A construção e o fim do socialismo na URSS jamais poderão ser analisados buscando identificar os problemas apenas no âmbito das suas relações internas, como, de resto, para qualquer tipo de nação ou sistema econômico e social registrados ao longo da história.

A URSS viveu uma prolongada guerra de vida e morte com as potências capitalistas desde o seu início. Basta lembrar que já em 1918 o primeiro- ministro francês, George Clemenceau, promoveu junto com a Inglaterra a política de “Cordão Sanitário” contra a jovem revolução, exortando o seu isolamento econômico em relação ao resto da Europa e a agressão militar direta, pela qual a Rússia foi invadida impiedosamente por tropas inglesas, holandesas, estadunidenses e japonesas, aliadas aos “russos brancos”, resultando numa sangrenta “guerra civil” que custou mais de seis milhões de vidas. Tudo isso para tentar evitar que o “germe do comunismo” se espalhasse pela Europa e pelo mundo, sempre conforme dizia o político francês defensor do grande capital predatório.

Sociedades sob ataque externo – em qualquer circunstância histórica – buscam se defender para sobreviver. São obrigadas a se fecharem e se voltam contra as forças internas aliadas de quem tenta destruí-las. Esse fenômeno, em qualquer sociedade, insisto nisso, gera distorções, muitas vezes profundas e as críticas justas são confundidas com contrarrevolução. Na Revolução Francesa, criticar o governo Jacobino era tomado como defesa do Absolutismo. Criticar Napoleão, idem. Mas a lógica vale, por exemplo, para a guerra revolucionária de independência das 13 Colônias Americanas contra a Inglaterra, processo que fundou os Estados Unidos da América.

O fenômeno do “isolamento” das nações socialistas, o “fechamento da URSS para o mundo – o caso cubano é bem expressivo disso – é muito mais o resultado do cerco econômico e político que lhes foram impostos do que uma “natural tendência ao isolamento”. O isolamento – alimentado pelo cerco externo – e a repressão interna tornam-se instrumentos de defesa, o que não retira a necessidade de compreender melhor a insuficiente construção de uma democracia efetivamente de massas no caso da URSS, notadamente a partir da consolidação da revolução sob o poder do Partido Comunista.

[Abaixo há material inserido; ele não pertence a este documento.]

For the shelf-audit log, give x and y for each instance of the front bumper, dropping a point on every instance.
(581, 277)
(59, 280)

No centenário do início daquela revolução, historiadores, sociólogos, cientistas políticos, movimentos sociais e trabalhistas, e, óbvio, os próceres do grande capital, se debruçarão para buscar os sentidos, significados e lições daquele grande fenômeno. Muitos tirarão lições, aprendizados. Outros buscarão colocar novas pás de cal sobre ela e maldizendo a busca pela construção de uma sociedade mais justa. Seja como for, teremos um ano de grande debate de ideias. Levando em consideração a profunda crise que assola o capitalismo mundial – e o Brasil em particular – o avanço das ideias retrógradas, um certo renascimento de aspectos do fascismo e as saídas de caráter neoliberal que a própria burguesia aponta para a crise criada por ela mesma, o Centenário da Revolução Russa ganhará ainda maior significância.

Estudá-la, debatê-la será, portanto, uma tarefa de grande relevância. Porque ela foi o primeiro sopro de possibilidade concreta de construir uma sociedade mais justa. Se considerarmos o mundo que temos hoje, no qual sessenta bilionários em escala global têm mais riquezas do que mais da metade da população mundial, o que os revolucionários russos se propuseram a fazer continua atualíssimo!